The 55-year-old closed his bank account eight years ago after growing disillusioned with standing in long lines for hours to deposit or withdraw cash. Abdurrahman is one of about 50 million of the unbanked in Nigeria, which despite having Africa’s largest mobile-phone market, is only just opening up to the technology to bring banking to its estimated 200 million people.
“My business partners need cash,” said Abdurrahman as he juggled two mobile phones at his ginger and tamarind stand, one of many dotting the streets in Kano. “If they all opened bank accounts, I would be happy to.”
Financial inclusion in Nigeria—which vies with South Africa as the continent’s biggest economy—has gone backward as the regulator blocked network operators from applying for mobile-money licenses that would allow cash transfers without the need for a bank account. Between 2014 and 2017, the percentage of banked adults dropped nearly 4 percentage points to 39 percent, while the sub-Saharan African average increased more than 8 percentage points to 43 percent.
The Central Bank of Nigeria this month announced it is not on track to reach its target of increasing financial inclusion to 80 percent by 2020. It is now reviewing the path it took in 2012 with a “refreshed strategy” and has also signed a cooperation agreement with the Nigerian Communications Commission to improve the penetration of financial services using mobile phones.
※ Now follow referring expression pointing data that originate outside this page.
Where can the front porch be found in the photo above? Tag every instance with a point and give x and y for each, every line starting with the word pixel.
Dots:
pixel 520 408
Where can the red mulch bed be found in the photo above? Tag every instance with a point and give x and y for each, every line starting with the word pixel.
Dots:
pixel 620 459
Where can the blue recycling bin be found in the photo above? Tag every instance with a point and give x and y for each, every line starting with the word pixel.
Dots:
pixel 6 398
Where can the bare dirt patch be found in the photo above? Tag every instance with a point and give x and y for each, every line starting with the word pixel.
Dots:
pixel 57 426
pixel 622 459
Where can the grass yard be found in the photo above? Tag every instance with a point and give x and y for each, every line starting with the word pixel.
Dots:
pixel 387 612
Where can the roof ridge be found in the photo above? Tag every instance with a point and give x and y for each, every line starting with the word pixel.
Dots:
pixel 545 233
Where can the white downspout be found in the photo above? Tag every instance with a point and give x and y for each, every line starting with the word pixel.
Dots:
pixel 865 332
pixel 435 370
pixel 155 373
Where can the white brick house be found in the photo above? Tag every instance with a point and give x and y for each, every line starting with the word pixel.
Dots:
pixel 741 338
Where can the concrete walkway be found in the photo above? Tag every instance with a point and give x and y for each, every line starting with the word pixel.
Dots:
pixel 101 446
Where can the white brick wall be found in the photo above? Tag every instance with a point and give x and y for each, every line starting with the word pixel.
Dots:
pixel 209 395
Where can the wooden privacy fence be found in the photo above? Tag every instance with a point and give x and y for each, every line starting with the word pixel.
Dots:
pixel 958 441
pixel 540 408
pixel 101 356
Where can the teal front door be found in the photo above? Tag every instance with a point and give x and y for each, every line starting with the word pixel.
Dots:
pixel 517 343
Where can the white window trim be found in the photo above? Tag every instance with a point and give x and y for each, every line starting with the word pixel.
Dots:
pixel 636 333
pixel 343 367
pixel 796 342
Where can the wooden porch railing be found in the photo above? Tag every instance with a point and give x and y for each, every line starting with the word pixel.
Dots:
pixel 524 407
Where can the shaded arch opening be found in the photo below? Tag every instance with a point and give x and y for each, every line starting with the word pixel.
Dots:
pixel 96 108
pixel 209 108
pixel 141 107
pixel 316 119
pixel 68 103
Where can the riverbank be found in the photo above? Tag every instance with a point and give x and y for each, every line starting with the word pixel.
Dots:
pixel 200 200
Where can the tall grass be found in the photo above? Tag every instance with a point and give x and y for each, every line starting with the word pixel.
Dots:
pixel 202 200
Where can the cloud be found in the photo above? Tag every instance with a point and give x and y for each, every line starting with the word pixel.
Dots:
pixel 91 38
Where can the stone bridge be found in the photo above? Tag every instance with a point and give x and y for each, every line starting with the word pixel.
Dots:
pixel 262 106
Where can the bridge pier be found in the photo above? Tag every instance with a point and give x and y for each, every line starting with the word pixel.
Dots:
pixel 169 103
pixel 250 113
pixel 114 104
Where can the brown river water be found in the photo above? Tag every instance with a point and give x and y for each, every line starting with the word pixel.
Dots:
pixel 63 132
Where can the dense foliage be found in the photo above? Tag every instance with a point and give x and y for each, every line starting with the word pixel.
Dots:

Less than 6 percent of Nigerians use their handsets to transact using mobile money, compared with 73 percent of Kenyans, where more than two-thirds of adults have a bank account, according to the World Bank. That’s even though there are more than two phones for every bank account in the West African nation.
“We’re taking baby steps when we should be running,” Yomi Ibosiola, an associate director at Deloitte Nigeria’s data analytics practice, said in an interview in Lagos, the commercial hub.
Cellular phone operators would invest more if they were allowed to lead the way, said Emeka Oparah, a spokesman for Bharti Airtel Ltd.’s Nigerian unit, which has 40 million subscribers.
“Right now, we’re only providing a platform for some people to use, if it becomes our business, we will invest in it,” Oparah said. The government should adjust its policies “if it wants to move very quickly.”
Fidelity Bank Plc. allows people to open an account using a mobile phone, said Chief Operations and Information Officer Gbolahan Joshua. It is also using agents to offer banking services, such as small payments and deposits, through informal branches, he said, adding the lender has 3.9 million customers.
“When you open an account on your mobile, you can receive money but you cannot make payments,” Joshua said. “You need a Bank Verification Number to make transactions on that account you opened on mobile. Since the targets for financial inclusion are people that don’t have BVN already, some infrastructure needs to be deployed, like mobile BVN.”
There are efforts being made to remove those obstacles. One includes issuing identity numbers to 70 million people by the end of next year and pulling together the government’s various identity verification systems into a centralized database, which will make it easier for people to plug into financial services.
The central bank has said it’s taking inspiration from India, where a government-biometric database known as Aadhaar helped grow financial inclusion from 53 percent to 80 between 2014 and 2017, by cutting the cost for banks of identifying a customer.
Regulators in Nigeria also announced an initiative in March that will help to increase banking agents to 500,000 within two years, from 100,000, according to estimates by Enhancing Financial Innovation & Access, or EFInA, a research organization.
“One of the major issues for banks has been the cost of going to those unprofitable areas,” said Henry Chukwu, who focuses on broadening agent networks at EFInA.
Most of the biggest lenders are focused on business banking. Zenith Bank Plc, the country’s largest lender with the equivalent of $15.4 billion in assets, makes about 6 percent of its revenue from retail banking and about 58 percent from corporates.
There are not enough incentives for people to open bank accounts, especially among the poor, said Ameya Upadhyay, a principal in the investment team of Omidyar Network Fund Inc., which has invested in Pagatech, one of Nigeria’s first mobile-money providers, and another company that gives loans to small- and medium-sized businesses. About 87 million Nigerians live on less than $1.90 a day, according to Vienna-based World Data Lab’s World Poverty Clock.
“You have to create a ‘pull’ to these accounts and that happens when those accounts are meaningful to people’s every day lives,” he said, such as increasing the number of merchants with pay points or offering more insurance, savings or lending products. “People don’t eat accounts.”
Abdurrahman, the Kano spice merchant, agrees and remains unconvinced about using his phone to transact.
“I may decide to go for mobile money if more of my suppliers have it,” he said. “But for now I am very comfortable keeping cash at the shop to pay for supplies and keeping the rest at home.”